Come se niente fosse, nonno Umberto lesse: «II titolo della storia è: “Cane sta annegando in un fiume. Una foca va in soccorso e lo salva”». Poi chiuse il giornale e continuò: «Naturalmente, ve la racconto a parole mie. Premetto che ci troviamo nell’Inghilterra settentrionale...

«Il mattino era sorto grigio e nebbioso, e sull’ultimo tratto del fiume Spey stormi di procellarie, lanciando acute strida, volteggiavano in cerca di cibo sugli isolotti della foce, già lambiti dalle gelide acque del Mare del Nord...

«La foca Bessie (avrà pur avuto un nome!), dopo essersi riempita la pancia di pesce, stava per arrampicarsi sulla scogliera di uno di quegli isolotti disabitati, domicilio di sue compagne e di innumerevoli uccelli marini, quando sentì un lontano abbaiare: tra i detriti galleggianti che il fiume riversava nel mare aperto c’era una tavola di legno che trasportava un cane: un vecchio cane malandato, ferito ad una zampa. Come s’era ferito? chiederete voi. Scivolando su una scogliera. Dopodiché il suo padrone un pescatore, ingrato e senza cuore, non sapendo più che farsene di uno come lui, se ne era sbarazzato gettandolo in mare. Per fortuna Buck (senz’altro avrà avuto un nome pure lui...) aveva trovato quella tavola di legno a cui aggrapparsi. Ora però, sfinito dalla fame e dal terrore, non sapeva come cavarsela su quel precario rifugio che stava finendo nel Mare del Nord».

«Nonno – interruppe di nuovo Alessia –, ma se era una zona deserta come hanno fatto quelli del giornale a sapere cos’era accaduto?».

«Uffa!» sbottò Stefano, indispettito.

«Calma, calma – intervenne nonno Umberto –; la domanda della sorellina è sensata. Vedete, il fiume non era del tutto deserto: le rive erano punteggiate di casupole, e l’ultimo tratto verso la foce frequentato da pescherecci. Alla scena hanno assistito appunto i marinai di una di queste imbarcazioni...

«Andiamo avanti! La tavola di legno ondeggiava sempre più pericolosamente, per via della corrente fattasi impetuosa, e più pietosi erano diventati i latrati di Buck, quando dai gorghi si vide emergere un muso fornito di ispidi baffi, e due occhi umidi fissarono la bestiola ormai allo stremo. Era Bessie, che si era gettata di nuovo in acqua e da perfetta nuotatrice era giunta in un baleno vicino alla tavola.

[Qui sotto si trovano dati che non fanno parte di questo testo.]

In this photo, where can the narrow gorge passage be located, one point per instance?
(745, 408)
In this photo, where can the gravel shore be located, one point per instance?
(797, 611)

«Per la sorpresa il cane ammutolì; ammutolirono pure i pescatori che stavano seguendo la scena da un vicino peschereccio. Quello che videro, infatti, era qualcosa di assolutamente fuori dal comune. La foca si portò quasi al di sotto della tavola, e un po’sostenendola, un po’spingendola col dorso, riuscì ad avvicinarla ad un banco sabbioso quasi attaccato alla riva, in un posto dove l'acqua era bassissima. «Finalmente Buck poté trascinarsi all'asciutto. Bennie pure riemerse per accertarsi che fosse proprio in salvo. I musi di due animali così diversi si sfiorarono, si annusarono a vicenda, come se si fossero compresi. Poi la foca si rituffò con un ultimo guizzo gioioso...».

«Ed è scritto proprio così su quel giornale?», esclamò Stefano, tutto contento per quel lieto fine. «Beh, pressappoco... Sai, la notizia – ammise l’anziano con un sorriso furbo – è di sole dieci righe...».

«Ah, nonno! Davvero la fantasia non ti manca!» cinguettò Alessia.

Era ormai ora di andare tutti a pranzo.